This blog post is about a Montessori study of our school’s home place: Downtown Norfolk, VA. Being a Montessori study, it is an active process of learning through participation.
David Kahn, the leader of the Montessori adolescent movement, writes that, for Montessori middle and high schools,
“[p]lace inspires belonging. Place inspires history. Place allows responsibilities to arise within the perimeter of that place where students develop ownership…Pedagogy of Place requires that the adult and adolescent dig deeper, look at the flow of energy, the economy of the village, the waste management, human needs (both material and cultural), the role models that keep any community healthy.”
In the following text, I am going to tell you about one way our school realizes David Kahn’s pedagogical vision. We have become part of Downtown Norfolk’s urban revival. You will read about the historical Downtown building that has recently become our school’s new permanent home. You will be introduced to new partnerships we have formed with two Downtown Norfolk organizations: The Virginia Stage Company and The Downtown Norfolk Community Garden. Finally, you will get a teaser of a future blog post about our contribution to the formation of new public memory that recognizes Downtown Norfolk’s part in the dark chapter of the domestic slave trade.

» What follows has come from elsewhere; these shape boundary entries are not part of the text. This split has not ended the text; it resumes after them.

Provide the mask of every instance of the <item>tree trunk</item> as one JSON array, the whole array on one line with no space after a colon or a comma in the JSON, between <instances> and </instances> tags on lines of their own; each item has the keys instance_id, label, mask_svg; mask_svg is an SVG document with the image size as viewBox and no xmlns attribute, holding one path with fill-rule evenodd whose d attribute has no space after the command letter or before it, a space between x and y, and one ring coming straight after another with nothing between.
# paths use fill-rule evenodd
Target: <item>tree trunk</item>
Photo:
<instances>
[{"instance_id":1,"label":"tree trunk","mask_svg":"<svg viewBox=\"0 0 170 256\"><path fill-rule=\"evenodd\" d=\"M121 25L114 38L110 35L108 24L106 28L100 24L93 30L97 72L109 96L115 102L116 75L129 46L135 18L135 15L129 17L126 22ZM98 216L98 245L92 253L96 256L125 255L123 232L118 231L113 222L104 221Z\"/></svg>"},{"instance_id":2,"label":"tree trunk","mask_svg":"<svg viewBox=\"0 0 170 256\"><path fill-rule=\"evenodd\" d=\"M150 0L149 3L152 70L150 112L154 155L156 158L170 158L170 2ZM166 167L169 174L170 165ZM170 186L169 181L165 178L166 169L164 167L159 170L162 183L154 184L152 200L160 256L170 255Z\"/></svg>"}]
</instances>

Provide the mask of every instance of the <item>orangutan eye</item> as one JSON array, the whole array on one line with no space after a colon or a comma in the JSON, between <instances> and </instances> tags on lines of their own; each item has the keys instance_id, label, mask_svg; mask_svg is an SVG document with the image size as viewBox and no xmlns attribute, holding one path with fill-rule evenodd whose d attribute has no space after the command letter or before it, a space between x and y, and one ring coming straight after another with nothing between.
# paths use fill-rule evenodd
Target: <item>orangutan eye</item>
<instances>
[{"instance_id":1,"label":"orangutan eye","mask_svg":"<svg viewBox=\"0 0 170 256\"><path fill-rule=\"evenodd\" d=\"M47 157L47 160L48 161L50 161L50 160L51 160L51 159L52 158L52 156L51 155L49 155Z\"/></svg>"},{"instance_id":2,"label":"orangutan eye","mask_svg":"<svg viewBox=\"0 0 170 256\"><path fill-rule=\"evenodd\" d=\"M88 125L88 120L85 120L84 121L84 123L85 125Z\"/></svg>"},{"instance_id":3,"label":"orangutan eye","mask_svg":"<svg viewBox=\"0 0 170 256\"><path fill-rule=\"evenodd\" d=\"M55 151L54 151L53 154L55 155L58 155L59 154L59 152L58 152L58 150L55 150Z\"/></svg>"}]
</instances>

But before getting to our study, let me tell you briefly about the context of our place.
The Historical Landscape of Downtown Norfolk
Downtown Norfolk is a 43.3 acres of urban district built on land and landfill. It is surrounded by the busy waterway of the Elizabeth River. Flood-walls and levees protect the land from the tidewater of the Chesapeake Bay watershed. Until the 20th century, the Downtown area comprised most of Norfolk’s territory.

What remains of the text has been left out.